La plupart des pièces de Pradon ont un avantage considérable, c'est qu'on ne les représente presque jamais au simple. Pour bien entendre ce bon mot, il faut savoir qu'à la plupart des tragédies on paye double, au parterre, dans la nouveauté, c'est à dire 30 sols. Après cela, on les met au simple, c'est à dire à 15 sols. Or les pièces de cet auteur ont été si peu jouées qu'on n'a pas eu le temps de les mettre au simple, ce qui est une méchante marque et qui fait voir qu'elles sont tombées.

Depuis quelques années, on s'est mis en tête, à la cour, de trouver mauvais ce que l'on avait approuvé au théâtre de Paris. Par exemple, la tragédie de Judith, en 1694, où tout Paris avait été avec empressement, a été méprisée à la Cour. Il est vrai que la brigue de M. Racine et de M. Despréaux y a beaucoup contribué. Il y a des gens qui aiment à se laisser mener ; ils ne voient et n'entendent que par autrui. En 1695, la petite comédie de La Foire de Besons qui a valu vingt mille francs aux comédiens français a été rebutée à Fontainebleau devant la Cour, et l'on a dit hautement qu'on s'étonnait comment elle n'avait point été sifflée dès le commencement. Les gens de Cour et surtout les dames affectent de mépriser ce que le bourgeois a estimé : cela a plus l'air de qualité, et marque un génie supérieur. A peine le bourgeois a-t-il le sens commun !

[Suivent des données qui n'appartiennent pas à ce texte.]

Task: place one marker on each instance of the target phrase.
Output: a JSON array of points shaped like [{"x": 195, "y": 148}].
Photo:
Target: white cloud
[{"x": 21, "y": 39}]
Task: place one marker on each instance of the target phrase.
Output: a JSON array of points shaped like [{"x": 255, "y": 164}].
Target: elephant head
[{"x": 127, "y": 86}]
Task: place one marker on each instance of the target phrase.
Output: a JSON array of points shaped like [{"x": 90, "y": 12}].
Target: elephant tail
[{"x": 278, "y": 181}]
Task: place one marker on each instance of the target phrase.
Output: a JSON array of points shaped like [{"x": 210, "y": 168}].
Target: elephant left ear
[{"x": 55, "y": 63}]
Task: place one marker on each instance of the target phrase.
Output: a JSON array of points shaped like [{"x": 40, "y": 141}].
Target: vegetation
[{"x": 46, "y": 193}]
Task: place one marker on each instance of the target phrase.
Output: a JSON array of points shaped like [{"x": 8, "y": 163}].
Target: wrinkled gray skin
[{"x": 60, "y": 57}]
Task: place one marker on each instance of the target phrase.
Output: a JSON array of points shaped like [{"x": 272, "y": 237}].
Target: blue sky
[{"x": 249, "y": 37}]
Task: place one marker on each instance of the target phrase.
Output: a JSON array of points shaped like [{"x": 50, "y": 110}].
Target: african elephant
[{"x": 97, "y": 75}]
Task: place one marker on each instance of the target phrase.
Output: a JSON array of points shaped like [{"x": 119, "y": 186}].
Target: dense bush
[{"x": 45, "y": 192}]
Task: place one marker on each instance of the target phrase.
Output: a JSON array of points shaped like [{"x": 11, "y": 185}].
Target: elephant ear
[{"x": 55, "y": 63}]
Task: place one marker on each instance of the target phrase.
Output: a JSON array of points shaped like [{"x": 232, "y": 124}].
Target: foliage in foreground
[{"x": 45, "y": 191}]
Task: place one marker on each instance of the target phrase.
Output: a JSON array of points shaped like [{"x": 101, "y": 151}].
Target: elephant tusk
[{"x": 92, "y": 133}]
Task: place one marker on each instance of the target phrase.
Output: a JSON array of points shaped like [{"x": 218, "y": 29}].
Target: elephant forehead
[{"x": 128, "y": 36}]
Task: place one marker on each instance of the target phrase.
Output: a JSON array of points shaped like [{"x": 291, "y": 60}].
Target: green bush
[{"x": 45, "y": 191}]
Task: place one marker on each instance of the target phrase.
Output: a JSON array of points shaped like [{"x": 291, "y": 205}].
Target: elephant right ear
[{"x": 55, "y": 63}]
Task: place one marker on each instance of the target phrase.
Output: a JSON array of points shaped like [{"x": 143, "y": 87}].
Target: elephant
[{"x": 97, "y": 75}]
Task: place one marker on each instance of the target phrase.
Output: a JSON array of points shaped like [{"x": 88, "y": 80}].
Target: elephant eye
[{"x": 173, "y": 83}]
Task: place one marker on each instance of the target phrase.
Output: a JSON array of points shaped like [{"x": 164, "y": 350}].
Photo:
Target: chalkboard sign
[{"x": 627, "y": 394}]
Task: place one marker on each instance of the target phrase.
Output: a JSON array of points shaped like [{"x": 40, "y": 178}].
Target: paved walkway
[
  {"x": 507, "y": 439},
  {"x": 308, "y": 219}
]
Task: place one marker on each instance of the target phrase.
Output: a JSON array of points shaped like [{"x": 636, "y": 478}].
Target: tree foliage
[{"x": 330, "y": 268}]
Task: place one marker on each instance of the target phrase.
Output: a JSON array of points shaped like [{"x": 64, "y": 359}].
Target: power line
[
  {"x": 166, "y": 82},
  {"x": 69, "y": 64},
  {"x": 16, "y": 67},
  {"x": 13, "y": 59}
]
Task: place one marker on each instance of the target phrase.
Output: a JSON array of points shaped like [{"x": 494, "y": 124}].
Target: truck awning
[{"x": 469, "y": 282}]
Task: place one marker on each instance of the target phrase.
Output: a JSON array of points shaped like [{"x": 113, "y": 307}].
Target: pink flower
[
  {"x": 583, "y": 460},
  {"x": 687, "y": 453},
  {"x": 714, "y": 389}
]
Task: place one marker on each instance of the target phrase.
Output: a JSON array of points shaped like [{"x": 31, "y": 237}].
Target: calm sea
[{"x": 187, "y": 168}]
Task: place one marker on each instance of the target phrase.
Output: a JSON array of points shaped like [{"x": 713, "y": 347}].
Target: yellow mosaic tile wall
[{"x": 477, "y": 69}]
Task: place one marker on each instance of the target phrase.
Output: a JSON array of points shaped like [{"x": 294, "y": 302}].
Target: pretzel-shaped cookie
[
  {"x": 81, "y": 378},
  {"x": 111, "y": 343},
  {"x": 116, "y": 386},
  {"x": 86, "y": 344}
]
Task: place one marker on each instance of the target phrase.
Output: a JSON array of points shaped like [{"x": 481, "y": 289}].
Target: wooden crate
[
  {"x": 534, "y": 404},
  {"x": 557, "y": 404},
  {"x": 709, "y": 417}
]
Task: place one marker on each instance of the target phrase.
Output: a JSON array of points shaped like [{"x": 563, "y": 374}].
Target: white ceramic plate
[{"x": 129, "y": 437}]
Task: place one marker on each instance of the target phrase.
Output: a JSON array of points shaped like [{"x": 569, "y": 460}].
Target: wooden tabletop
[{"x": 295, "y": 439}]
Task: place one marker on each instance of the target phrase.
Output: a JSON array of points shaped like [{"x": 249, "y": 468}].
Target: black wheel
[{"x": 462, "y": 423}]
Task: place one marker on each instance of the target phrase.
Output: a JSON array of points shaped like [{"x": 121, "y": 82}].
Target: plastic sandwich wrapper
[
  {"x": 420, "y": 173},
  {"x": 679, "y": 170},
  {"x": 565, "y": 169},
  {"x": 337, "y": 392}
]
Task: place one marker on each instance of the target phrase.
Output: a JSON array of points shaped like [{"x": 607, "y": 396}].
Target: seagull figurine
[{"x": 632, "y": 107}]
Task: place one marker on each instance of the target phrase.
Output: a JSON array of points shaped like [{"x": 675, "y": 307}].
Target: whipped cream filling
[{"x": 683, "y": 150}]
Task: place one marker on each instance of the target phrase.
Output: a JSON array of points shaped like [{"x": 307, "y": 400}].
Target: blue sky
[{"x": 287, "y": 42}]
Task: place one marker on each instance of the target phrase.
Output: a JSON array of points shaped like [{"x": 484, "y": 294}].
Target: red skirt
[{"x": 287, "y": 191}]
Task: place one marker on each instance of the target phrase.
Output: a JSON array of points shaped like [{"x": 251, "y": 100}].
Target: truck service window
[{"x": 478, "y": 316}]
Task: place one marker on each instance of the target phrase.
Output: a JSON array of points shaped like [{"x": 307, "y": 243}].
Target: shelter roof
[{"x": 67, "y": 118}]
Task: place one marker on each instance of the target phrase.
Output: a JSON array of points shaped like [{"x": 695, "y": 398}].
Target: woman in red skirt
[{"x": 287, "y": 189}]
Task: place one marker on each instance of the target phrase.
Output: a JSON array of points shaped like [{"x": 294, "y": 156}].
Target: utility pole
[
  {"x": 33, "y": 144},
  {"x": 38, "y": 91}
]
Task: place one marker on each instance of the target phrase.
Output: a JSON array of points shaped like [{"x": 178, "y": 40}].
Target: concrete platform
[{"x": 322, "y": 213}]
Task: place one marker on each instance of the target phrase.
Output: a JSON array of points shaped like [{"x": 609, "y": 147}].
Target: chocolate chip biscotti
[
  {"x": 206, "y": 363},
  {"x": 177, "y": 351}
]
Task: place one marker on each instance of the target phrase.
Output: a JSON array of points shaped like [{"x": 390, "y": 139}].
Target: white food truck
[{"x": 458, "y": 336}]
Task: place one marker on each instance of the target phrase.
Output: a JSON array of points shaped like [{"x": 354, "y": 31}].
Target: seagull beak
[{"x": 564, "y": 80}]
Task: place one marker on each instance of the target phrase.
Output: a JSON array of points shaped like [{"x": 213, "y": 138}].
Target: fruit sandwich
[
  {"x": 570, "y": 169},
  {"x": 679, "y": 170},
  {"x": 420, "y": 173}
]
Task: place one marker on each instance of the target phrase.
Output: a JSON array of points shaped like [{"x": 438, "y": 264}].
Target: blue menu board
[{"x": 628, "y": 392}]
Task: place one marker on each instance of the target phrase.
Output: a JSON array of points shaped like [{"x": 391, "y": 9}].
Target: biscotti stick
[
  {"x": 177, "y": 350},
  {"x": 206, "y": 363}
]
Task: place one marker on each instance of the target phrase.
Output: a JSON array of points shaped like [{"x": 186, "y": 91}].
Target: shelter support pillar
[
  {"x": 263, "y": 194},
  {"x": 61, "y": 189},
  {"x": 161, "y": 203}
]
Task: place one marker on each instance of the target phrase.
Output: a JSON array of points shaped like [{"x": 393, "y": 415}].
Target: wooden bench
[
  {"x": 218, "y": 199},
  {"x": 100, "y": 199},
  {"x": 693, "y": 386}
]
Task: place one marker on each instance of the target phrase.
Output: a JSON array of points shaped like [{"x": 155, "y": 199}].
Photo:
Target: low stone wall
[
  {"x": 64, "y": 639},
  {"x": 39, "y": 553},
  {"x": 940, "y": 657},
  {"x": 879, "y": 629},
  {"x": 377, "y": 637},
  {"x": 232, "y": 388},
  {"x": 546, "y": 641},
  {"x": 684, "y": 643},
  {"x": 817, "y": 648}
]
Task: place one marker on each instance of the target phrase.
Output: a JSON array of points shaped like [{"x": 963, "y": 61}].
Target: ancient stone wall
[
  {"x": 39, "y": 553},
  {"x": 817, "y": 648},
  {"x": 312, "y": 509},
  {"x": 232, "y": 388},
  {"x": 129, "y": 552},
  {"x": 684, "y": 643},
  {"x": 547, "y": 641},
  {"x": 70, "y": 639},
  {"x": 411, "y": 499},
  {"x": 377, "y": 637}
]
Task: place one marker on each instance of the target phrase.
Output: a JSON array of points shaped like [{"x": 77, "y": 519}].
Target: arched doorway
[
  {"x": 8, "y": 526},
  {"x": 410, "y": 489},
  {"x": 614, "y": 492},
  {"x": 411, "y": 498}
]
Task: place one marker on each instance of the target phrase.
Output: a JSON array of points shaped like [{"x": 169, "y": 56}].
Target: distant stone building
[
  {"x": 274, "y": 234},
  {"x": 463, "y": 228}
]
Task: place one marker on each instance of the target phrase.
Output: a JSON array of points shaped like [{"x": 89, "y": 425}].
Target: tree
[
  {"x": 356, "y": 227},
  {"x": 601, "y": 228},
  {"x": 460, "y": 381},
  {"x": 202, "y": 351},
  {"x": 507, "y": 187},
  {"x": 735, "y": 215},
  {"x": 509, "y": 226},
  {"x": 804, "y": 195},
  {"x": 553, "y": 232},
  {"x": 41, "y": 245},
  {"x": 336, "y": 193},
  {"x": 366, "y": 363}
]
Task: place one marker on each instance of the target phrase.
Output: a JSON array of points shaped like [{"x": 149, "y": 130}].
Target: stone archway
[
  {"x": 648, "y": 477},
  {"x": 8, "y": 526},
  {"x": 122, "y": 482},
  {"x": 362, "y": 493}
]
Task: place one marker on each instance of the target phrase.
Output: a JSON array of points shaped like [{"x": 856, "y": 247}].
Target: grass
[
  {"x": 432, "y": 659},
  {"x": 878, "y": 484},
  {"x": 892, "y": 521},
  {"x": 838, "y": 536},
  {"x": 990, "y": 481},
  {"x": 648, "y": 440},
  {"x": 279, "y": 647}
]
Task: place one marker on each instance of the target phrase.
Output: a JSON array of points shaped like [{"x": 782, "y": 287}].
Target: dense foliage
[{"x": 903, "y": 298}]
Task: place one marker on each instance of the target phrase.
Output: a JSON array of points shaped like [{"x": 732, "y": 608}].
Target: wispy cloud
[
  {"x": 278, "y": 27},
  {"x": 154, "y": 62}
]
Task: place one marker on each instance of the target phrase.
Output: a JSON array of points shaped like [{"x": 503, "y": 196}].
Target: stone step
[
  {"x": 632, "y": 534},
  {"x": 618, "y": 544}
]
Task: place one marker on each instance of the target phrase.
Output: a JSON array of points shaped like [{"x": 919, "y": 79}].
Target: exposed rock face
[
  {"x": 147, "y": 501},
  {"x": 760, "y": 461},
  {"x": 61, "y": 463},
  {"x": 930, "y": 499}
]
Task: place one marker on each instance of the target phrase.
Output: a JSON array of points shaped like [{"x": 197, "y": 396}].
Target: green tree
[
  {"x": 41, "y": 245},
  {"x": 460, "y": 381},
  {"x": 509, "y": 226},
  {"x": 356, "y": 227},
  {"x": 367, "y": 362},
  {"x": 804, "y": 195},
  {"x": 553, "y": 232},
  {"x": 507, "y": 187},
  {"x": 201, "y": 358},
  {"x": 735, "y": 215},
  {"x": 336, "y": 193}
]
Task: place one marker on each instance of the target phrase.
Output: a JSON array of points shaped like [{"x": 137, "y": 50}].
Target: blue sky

Il y en a qui assurent que les sifflets ont commencé à la comédie du Baron des Fondrières, par les sieurs Corneille et de Visé ; elle ne fut représentée qu'une fois, et depuis ce temps-là, le sieur Corneille le jeune n'a plus rien voulu faire pour le théâtre. Il travaille au Mercure galant conjointement avec le sieur de Visé, son associé et son ami.

[…]

[Ces vers se retrouvent dans le manuscrit 673 de Tallemant des Réaux]

Ces jours passés, chez un vieil histrion,
Un chroniqueur mettait en question
Quand à Paris commença la méthode
De ces sifflets qui sont tant à la mode.
« Ce fut, dit l'un, aux pièces de Boyer. »
Gens pour Pradon voulurent parier.
« Non, dit l'acteur, j'en sais toute l'histoire.
Qu'en peu de mots je vais vous débrouiller :
Boyer apprit au parterre à bâiller ;
Quant à Pradon, si j'ai bonne mémoire,
Pommes sur lui volèrent largement.
Or, quand sifflets prirent commencement,
C'est (j'y jouais, j'en suis témoin fidèle),
C'est à l'Aspar, du sieur de Fontenelle. »

Le vendredi 27 décembre 1680, on représenta pour la première fois Aspar, tragédie de M. de Fontenelle. Le 29 du même mois elle fut encore jouée, et le 14 janvier aussi de l'an 1681.
Le dimanche 23 février 1681, on représenta pour la première fois la Pierre philosophale, comédie de M. de Visé et de M. Thomas Corneille. Le 25 du même mois, elle fut jouée encore, pour la dernière fois.
Le lundi 14 janvier 1686, on représenta le Baron de Fondrières, qui n'a point été joué davantage. Cette comédie est attribuée à M. de Visé et à M. Thomas Corneille.
C'est par ces pièces que les sifflets ont commencé. On a continué toujours jusqu'au commencement de l'an 1696.

[…]

[Au sein de questions / réponses]

Q. En quelle année et à quelle pièce on a commencé à siffler au parterre ?
R. Au Baron des Fondrières, du sieur Corneille le jeune et de Visé.

Édition disponible sur Openlibrary, p. 29-30, 43, 111.